El corregidor la escudriñó con la mirada. Le hablaba en un tono prepotente y pausado.

—¿Y no se le ha ocurrido pensar que, siendo estricto, también podría detener a su esposo?

Rebecca temblaba por dentro, pero por fuera se mostraba firme y segura.

—Podría hacerlo… si tuviera razones para ello. Pero no existen. Tampoco para haberlo hecho con sus hermanos.

La esposa de Diego permaneció media hora en las dependencias consistoriales. En el momento de marcharse realizó el siguiente ruego:

—Por favor, mi marido no debe enterarse de que he venido a verle.

—No se preocupe por eso. No tengo tratos con su marido, y, créame, eso es lo mejor que le puede pasar a él.

Rebecca salió del ayuntamiento espantada de la soberbia de la autoridad mayor, pero a la vez agradecida porque hubiera atendido sus súplicas.

Las audiencias se repitieron, a pesar de que nada inducía a creer que pudieran dar resultados positivos. Ella estaba dispuesta a acudir cuantas veces hiciera falta. No pensaba claudicar hasta no tener claro que el esfuerzo no servía de nada.

Pero sí sirvió.

—¡Cariño, ve a abrir tú! —voceó Rebecca a su marido cuando llamaron a la puerta.

—Pero ¿es que no hay nadie en esta casa que pueda hacerlo? ¿Dónde están todos? —se quejó Diego mientras se aprestaba a abrir.

Cuando Manuel de Alvear franqueó la puerta de la casa de Rebecca y Diego, este se frotó los ojos, no podía creer lo que estaba viendo, carecía de noticia alguna que le hubiera anticipado la posible puesta en libertad de su hermano. Ambos se abrazaron y Manuel le pidió que buscara cerca al «culpable» de su liberación, mirando sonriente a Rebecca.

—No tendré vida suficiente —le dijo a su esposa— para agradecerle al destino que cruzara nuestras vidas.

Y los tres lamentaron que, sin embargo, Miguel, otro inocente, continuara encarcelado.

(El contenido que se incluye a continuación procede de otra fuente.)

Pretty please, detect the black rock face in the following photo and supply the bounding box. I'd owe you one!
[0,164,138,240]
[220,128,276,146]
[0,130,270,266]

Contra todo pronóstico, la suerte les siguió acompañando. Al cabo de pocas semanas volvieron a llamar a la puerta. Entonces ni la propia Rebecca intuyó qué buenas nuevas estaban a punto de asaltarles. Era Miguel, el tercer hermano de Diego que permanecía encarcelado. Lo habían liberado. Su presencia traía consigo nuevos aires de esperanza.